I'm happy to retrain. I'm 45. Is it too old? I have O'Levels, A'Levels and an HND in Business. Although my qualifications are probably extinct now!
Was thinking about doing a Pitman course and retraining as a PA. Am I hoping for too much. Does anyone have any other ideas? Would the job centre fund any training courses? (I don't sign on).
Hi Graze - what area do you fancy doing? Is it PA?
Do you have an interest that could become a job, e.g. reading books-> librarian, gardening -> gardener or whatever?
By the way 45 is young and many people retrain at that age, even if they've been working since school/uni, so you are not alone!
Not much advice as I have never been out of jobs market but have you done any relevant voluntary work that might prove a foot in the door somewhere. Have you kept your hand in work wise over the last few years freelancing or anything like that? Are you familiar with current IT packages, move to cloud computing etc? As a PA, you would need to be on top of technology.
People may be able to suggest ideas if you list the stuff you have been doing since last job such as courses, volunteering etc, then you can audit your skills and start honing in on some appropriate jobs...good luck!
Most of the volunteering I have done is in my children's schools. I have been on courses but they have been school related. I don't really want to work in a school.
I am quite happy to do a PA course so that I can become up to date in new systems. I haven't been able to work over the last 18 years due to not just having DC but also caring for my parents who have had quite serious illnesses.
I know this may sound silly but I have done enough caring in my life. I don't want to care for anyone but my DC now.
I am really at a stage in life where I am ready to put me first. I believe I
am reasonably intelligent. This may sound selfish but I need to do something for me.

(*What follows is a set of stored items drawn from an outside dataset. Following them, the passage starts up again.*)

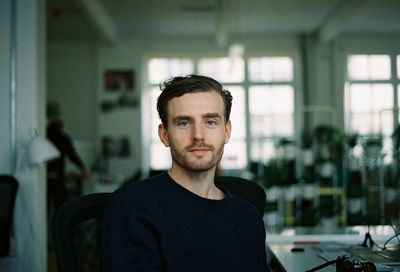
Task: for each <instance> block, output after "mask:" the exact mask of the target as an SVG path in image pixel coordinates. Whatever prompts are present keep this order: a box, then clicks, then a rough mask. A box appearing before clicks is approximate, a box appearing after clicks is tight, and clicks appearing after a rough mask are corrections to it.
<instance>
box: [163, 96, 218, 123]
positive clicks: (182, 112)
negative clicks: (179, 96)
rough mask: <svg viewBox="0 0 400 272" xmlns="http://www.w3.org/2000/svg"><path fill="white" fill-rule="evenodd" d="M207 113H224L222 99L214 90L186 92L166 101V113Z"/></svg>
mask: <svg viewBox="0 0 400 272" xmlns="http://www.w3.org/2000/svg"><path fill="white" fill-rule="evenodd" d="M207 113H218V114H220V115H221V116H223V114H224V101H223V99H222V97H221V95H220V94H219V93H217V92H216V91H208V92H198V93H187V94H184V95H182V96H180V97H174V98H173V99H171V100H170V101H169V102H168V115H169V116H170V117H174V116H176V115H188V116H195V115H203V114H207Z"/></svg>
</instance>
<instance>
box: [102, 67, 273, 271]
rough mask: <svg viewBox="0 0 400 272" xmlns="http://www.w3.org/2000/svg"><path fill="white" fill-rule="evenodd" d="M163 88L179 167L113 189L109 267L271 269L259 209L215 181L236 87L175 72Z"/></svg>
mask: <svg viewBox="0 0 400 272" xmlns="http://www.w3.org/2000/svg"><path fill="white" fill-rule="evenodd" d="M161 90H162V93H161V95H160V96H159V98H158V102H157V110H158V113H159V115H160V119H161V122H162V123H161V124H160V125H159V128H158V134H159V136H160V139H161V141H162V142H163V144H164V145H165V146H166V147H169V148H170V150H171V156H172V166H171V168H170V169H169V171H168V172H165V173H164V174H161V175H159V176H156V177H152V178H149V179H147V180H144V181H141V182H138V183H133V184H130V185H126V186H124V187H123V188H121V189H119V190H118V191H117V192H115V193H114V194H113V196H112V199H111V201H110V203H109V204H108V205H107V207H106V210H105V215H104V219H105V220H104V228H103V241H102V271H174V272H180V271H182V272H189V271H190V272H193V271H207V272H209V271H218V272H221V271H238V272H239V271H240V272H243V271H267V270H268V268H267V264H266V252H265V229H264V224H263V221H262V218H261V217H260V215H259V213H258V211H257V210H256V209H255V207H253V206H252V205H251V204H249V203H247V202H245V201H244V200H242V199H240V198H238V197H236V196H234V195H233V194H231V193H230V192H228V191H227V190H226V189H224V188H218V187H217V186H216V185H215V183H214V176H215V170H216V167H217V164H218V163H219V161H220V160H221V157H222V154H223V151H224V145H225V144H226V143H228V140H229V137H230V135H231V121H230V120H229V115H230V111H231V105H232V96H231V94H230V93H229V92H228V91H226V90H223V89H222V86H221V84H219V83H218V82H217V81H215V80H214V79H212V78H209V77H205V76H198V75H189V76H186V77H176V78H172V79H170V80H169V81H166V82H165V83H164V84H163V85H162V86H161Z"/></svg>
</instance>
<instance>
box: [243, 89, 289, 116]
mask: <svg viewBox="0 0 400 272" xmlns="http://www.w3.org/2000/svg"><path fill="white" fill-rule="evenodd" d="M249 100H250V105H249V108H250V114H251V115H260V114H293V112H294V94H293V87H292V86H290V85H282V86H252V87H250V88H249Z"/></svg>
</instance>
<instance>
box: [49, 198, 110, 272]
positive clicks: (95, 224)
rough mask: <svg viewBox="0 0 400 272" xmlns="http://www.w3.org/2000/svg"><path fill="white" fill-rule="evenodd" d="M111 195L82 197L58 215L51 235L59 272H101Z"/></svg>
mask: <svg viewBox="0 0 400 272" xmlns="http://www.w3.org/2000/svg"><path fill="white" fill-rule="evenodd" d="M110 195H111V193H95V194H89V195H84V196H80V197H78V198H75V199H72V200H70V201H68V202H66V203H64V204H63V205H62V206H61V207H60V208H59V209H58V210H57V211H56V213H55V215H54V218H53V229H52V232H53V243H54V249H55V253H56V258H57V268H58V272H70V271H74V272H91V271H96V272H97V271H100V257H101V252H100V250H101V246H100V242H101V221H102V214H103V210H104V206H105V205H106V203H107V201H108V198H109V197H110Z"/></svg>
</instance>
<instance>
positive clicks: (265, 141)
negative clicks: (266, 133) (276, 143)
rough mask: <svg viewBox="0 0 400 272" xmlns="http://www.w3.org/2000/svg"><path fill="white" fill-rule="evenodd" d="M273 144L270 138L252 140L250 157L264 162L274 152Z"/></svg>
mask: <svg viewBox="0 0 400 272" xmlns="http://www.w3.org/2000/svg"><path fill="white" fill-rule="evenodd" d="M275 152H276V150H275V145H274V142H273V141H272V140H257V139H255V140H253V141H252V146H251V159H252V160H253V161H263V162H266V161H268V160H270V159H271V158H273V157H274V156H275V155H276V154H275Z"/></svg>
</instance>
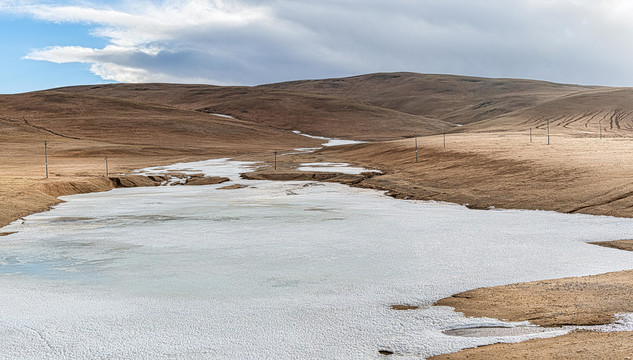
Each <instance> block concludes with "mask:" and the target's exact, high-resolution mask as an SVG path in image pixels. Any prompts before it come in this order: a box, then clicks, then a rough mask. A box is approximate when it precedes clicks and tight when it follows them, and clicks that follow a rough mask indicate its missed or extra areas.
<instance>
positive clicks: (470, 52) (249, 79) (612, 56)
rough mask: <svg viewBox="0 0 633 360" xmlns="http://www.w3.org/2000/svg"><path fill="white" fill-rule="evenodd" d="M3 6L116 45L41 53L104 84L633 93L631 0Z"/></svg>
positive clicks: (49, 5) (247, 2)
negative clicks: (509, 81) (476, 85)
mask: <svg viewBox="0 0 633 360" xmlns="http://www.w3.org/2000/svg"><path fill="white" fill-rule="evenodd" d="M117 4H118V5H116V6H115V5H103V4H90V3H85V2H83V3H79V4H66V5H51V4H50V3H47V2H41V3H40V2H37V1H30V2H25V1H20V2H16V1H3V2H0V11H3V12H17V13H22V14H28V15H30V16H33V17H35V18H37V19H41V20H43V21H52V22H60V23H63V22H79V23H87V24H93V25H94V29H93V34H94V35H96V36H99V37H103V38H105V39H107V40H108V41H109V42H110V45H109V46H106V47H104V48H102V49H90V48H85V47H78V46H65V47H59V46H55V44H51V47H49V48H45V49H40V50H35V51H33V52H31V53H29V54H28V55H27V56H26V58H28V59H33V60H44V61H52V62H57V63H64V62H83V63H88V64H92V66H91V71H92V72H93V73H95V74H97V75H98V76H101V77H102V78H104V79H108V80H116V81H125V82H129V81H134V82H136V81H166V79H168V80H169V81H182V82H187V81H194V80H193V79H196V80H195V81H196V82H216V83H241V84H256V83H264V82H272V81H282V80H290V79H300V78H316V77H328V76H341V75H350V74H358V73H365V72H374V71H416V72H428V73H459V74H470V75H482V76H498V77H526V78H539V79H549V80H553V81H560V82H578V83H600V84H633V71H632V70H630V69H629V61H628V59H629V58H630V57H631V56H633V46H632V45H631V44H630V40H629V39H631V38H632V36H633V25H632V24H631V23H630V19H629V16H630V14H633V3H631V2H630V1H624V0H603V1H593V0H496V1H495V0H484V1H477V2H474V1H469V0H445V1H442V2H439V1H435V0H418V1H410V0H391V1H388V2H386V1H382V0H321V1H296V0H295V1H292V0H273V1H267V2H262V1H257V0H250V1H249V0H242V1H239V0H166V1H159V2H156V1H132V0H122V1H121V2H119V3H117Z"/></svg>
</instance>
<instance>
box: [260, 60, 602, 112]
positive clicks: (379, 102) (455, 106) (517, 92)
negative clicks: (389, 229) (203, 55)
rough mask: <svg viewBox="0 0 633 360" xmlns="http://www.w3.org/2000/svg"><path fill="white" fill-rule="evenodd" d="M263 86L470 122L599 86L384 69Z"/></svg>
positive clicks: (592, 88)
mask: <svg viewBox="0 0 633 360" xmlns="http://www.w3.org/2000/svg"><path fill="white" fill-rule="evenodd" d="M260 87H261V88H266V89H277V90H288V91H300V92H304V93H314V94H321V95H330V96H338V97H343V98H347V99H354V100H359V101H362V102H366V103H369V104H372V105H375V106H379V107H383V108H388V109H393V110H396V111H401V112H405V113H408V114H414V115H422V116H426V117H431V118H436V119H440V120H444V121H448V122H450V123H453V124H468V123H473V122H477V121H481V120H485V119H489V118H491V117H495V116H498V115H501V114H506V113H510V112H513V111H517V110H520V109H526V108H529V107H532V106H535V105H538V104H541V103H543V102H546V101H550V100H552V99H553V98H557V97H561V96H565V95H569V94H573V93H577V92H583V91H588V90H593V89H597V88H598V87H591V86H579V85H565V84H555V83H550V82H544V81H534V80H519V79H489V78H478V77H467V76H454V75H427V74H416V73H380V74H368V75H360V76H353V77H347V78H340V79H324V80H303V81H290V82H283V83H277V84H269V85H262V86H260Z"/></svg>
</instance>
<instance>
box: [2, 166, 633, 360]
mask: <svg viewBox="0 0 633 360" xmlns="http://www.w3.org/2000/svg"><path fill="white" fill-rule="evenodd" d="M247 167H248V164H246V163H237V162H227V161H220V160H218V161H207V162H200V163H194V164H190V165H182V164H181V165H175V166H173V167H172V168H173V169H181V168H190V169H191V170H192V171H195V170H196V169H202V170H204V171H205V172H207V173H209V174H210V175H221V176H227V175H228V176H231V177H232V178H234V179H235V178H237V174H238V173H239V172H240V171H244V170H245V169H246V168H247ZM160 170H161V169H153V170H152V171H160ZM237 182H239V183H241V184H247V185H249V187H247V188H242V189H237V190H219V189H218V188H220V187H223V186H226V185H227V184H226V183H225V184H221V185H209V186H198V187H195V186H192V187H186V186H183V187H154V188H133V189H117V190H113V191H109V192H105V193H97V194H86V195H76V196H69V197H64V198H63V199H64V200H66V201H67V202H66V203H63V204H60V205H58V206H56V207H55V208H54V209H53V210H51V211H49V212H45V213H41V214H35V215H31V216H28V217H27V218H26V219H25V221H24V222H22V221H18V222H15V223H13V224H12V225H10V226H8V227H5V228H3V229H2V231H17V233H16V234H12V235H9V236H6V237H0V288H2V292H0V309H2V311H1V313H0V314H1V315H0V345H1V346H0V358H3V359H5V358H9V359H10V358H16V359H34V358H38V359H66V358H69V359H84V358H108V359H109V358H139V359H160V358H165V359H200V358H209V359H298V358H301V359H303V358H306V359H317V358H319V359H330V358H331V359H371V358H376V359H379V358H385V357H384V355H381V354H379V352H378V351H379V350H389V351H393V352H395V353H396V354H398V355H395V356H397V358H398V359H401V358H405V359H406V358H416V359H419V358H424V357H427V356H430V355H434V354H439V353H444V352H451V351H456V350H459V349H461V348H464V347H470V346H476V345H481V344H487V343H492V342H495V341H498V340H500V339H499V338H493V337H482V338H465V337H456V336H448V335H445V334H443V333H442V331H443V330H447V329H451V328H457V327H465V326H472V325H478V324H479V325H481V324H488V325H491V324H499V322H498V321H496V320H492V319H469V318H465V317H463V316H461V315H460V314H458V313H455V312H453V311H452V309H450V308H445V307H431V306H430V305H431V304H432V303H433V302H434V301H436V300H438V299H440V298H442V297H445V296H449V295H451V294H453V293H456V292H459V291H463V290H467V289H471V288H477V287H481V286H490V285H499V284H507V283H512V282H519V281H529V280H538V279H547V278H558V277H564V276H574V275H589V274H597V273H602V272H607V271H615V270H623V269H630V268H633V266H632V265H633V253H629V252H625V251H618V250H612V249H607V248H602V247H597V246H593V245H588V244H586V243H585V242H586V241H600V240H616V239H625V238H632V237H633V220H631V219H618V218H612V217H599V216H587V215H565V214H557V213H553V212H540V211H501V210H492V211H476V210H468V209H466V208H464V207H462V206H457V205H449V204H437V203H426V202H417V201H402V200H394V199H392V198H389V197H386V196H383V195H381V194H380V193H378V192H375V191H370V190H363V189H355V188H349V187H346V186H343V185H338V184H329V183H328V184H319V183H302V182H284V183H280V182H269V181H257V182H253V181H242V180H239V181H237ZM229 184H230V183H229ZM392 304H409V305H416V306H420V309H419V310H414V311H395V310H392V309H391V308H390V305H392ZM549 335H553V334H549ZM520 339H522V338H521V337H510V338H505V339H504V341H517V340H520ZM395 356H394V357H395Z"/></svg>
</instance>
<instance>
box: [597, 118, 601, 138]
mask: <svg viewBox="0 0 633 360" xmlns="http://www.w3.org/2000/svg"><path fill="white" fill-rule="evenodd" d="M598 127H599V128H600V140H602V119H600V120H598Z"/></svg>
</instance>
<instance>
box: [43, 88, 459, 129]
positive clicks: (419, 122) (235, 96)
mask: <svg viewBox="0 0 633 360" xmlns="http://www.w3.org/2000/svg"><path fill="white" fill-rule="evenodd" d="M55 91H57V92H66V93H81V94H88V95H92V96H100V97H109V98H119V99H131V100H134V101H137V102H145V103H153V104H161V105H168V106H173V107H177V108H180V109H187V110H196V111H200V112H206V113H218V114H226V115H231V116H234V117H236V118H238V119H242V120H245V121H249V122H253V123H257V124H260V125H266V126H273V127H275V128H279V129H285V130H299V131H302V132H305V133H309V134H313V135H321V136H329V137H342V138H353V139H360V140H383V139H394V138H400V137H403V136H412V135H413V134H414V133H418V134H435V133H441V132H445V131H448V130H451V129H452V128H454V125H452V124H450V123H447V122H444V121H442V120H437V119H432V118H427V117H424V116H419V115H411V114H407V113H402V112H398V111H394V110H391V109H384V108H380V107H377V106H373V105H370V104H366V103H362V102H359V101H357V100H351V99H346V98H341V97H334V96H326V95H317V94H308V93H301V92H291V91H280V90H272V89H266V88H252V87H217V86H207V85H176V84H109V85H99V86H80V87H69V88H60V89H55Z"/></svg>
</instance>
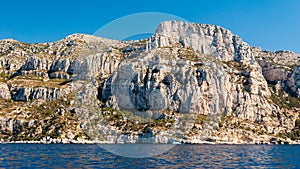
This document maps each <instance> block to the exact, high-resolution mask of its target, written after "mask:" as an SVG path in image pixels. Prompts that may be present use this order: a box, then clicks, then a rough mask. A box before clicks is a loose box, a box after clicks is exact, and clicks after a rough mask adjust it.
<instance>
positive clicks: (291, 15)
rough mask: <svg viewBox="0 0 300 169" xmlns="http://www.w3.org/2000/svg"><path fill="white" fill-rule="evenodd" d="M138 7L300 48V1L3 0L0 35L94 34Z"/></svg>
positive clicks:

Not selfish, not silly. Go for it. Contact local college for IT courses? Or volunteer in career-related area- charity PA?
I have just returned to work after a similar amount of time at home with the kids. I'm loving it.
The work experience in the school will come in handy for all sorts of jobs not just school work. Shows you are organised, trustworthy and a willingness to work plus lots of other stuff depending on what you have been doing exactly.
Good luck and let us know how you get on.
Do you really want to be a PA? Unless you work for someone very ambitious and driven its pretty dull IMO. Doing email for some old dinosaur who thinks he's too important to do it himself is a bore.
What do you like doing? Where do you live? If its a touristy area, go and have a coffee at the local top country house hotel and ask to see the manager. Ask him if he is looking for staff like events organising or retrain for HR qualifications.
Have a look at your local companies and see what you like the look of. Go and see agencies just for the info they could give you on companies in the area.
Go temping in lots of jobs to see what you like- never do more that a couple of weeks at the start.
There is a really good book called " what colour is my parachute" which you could work through and see what happens as it will help you get direction.
Forgive me but it sounds as if you are expecting somebody to just come up with the perfect career without even really knowing you.
You say that you want to do something for you - that's brilliant, but you need to spend some time thinking through who you are now. You've been through a lot over the last 18 years. How have those years affected the real you? What have you learnt about yourself? You know that you don't want to do something in a caring capacity. There are probably other things that you wouldn't want to do either. List them.
List the things that interest you, and also the skills that you have. NOT just the ones that you might want to use to impress potential employers, but all of them. You'd be surprised how many of them are relevant in today's workplace! The transferable skills that employers are looking for you will have used throughout the last 18 years: communication, team-work, negotiation, customer service, prioritising workload, IT. Don't sell yourself short.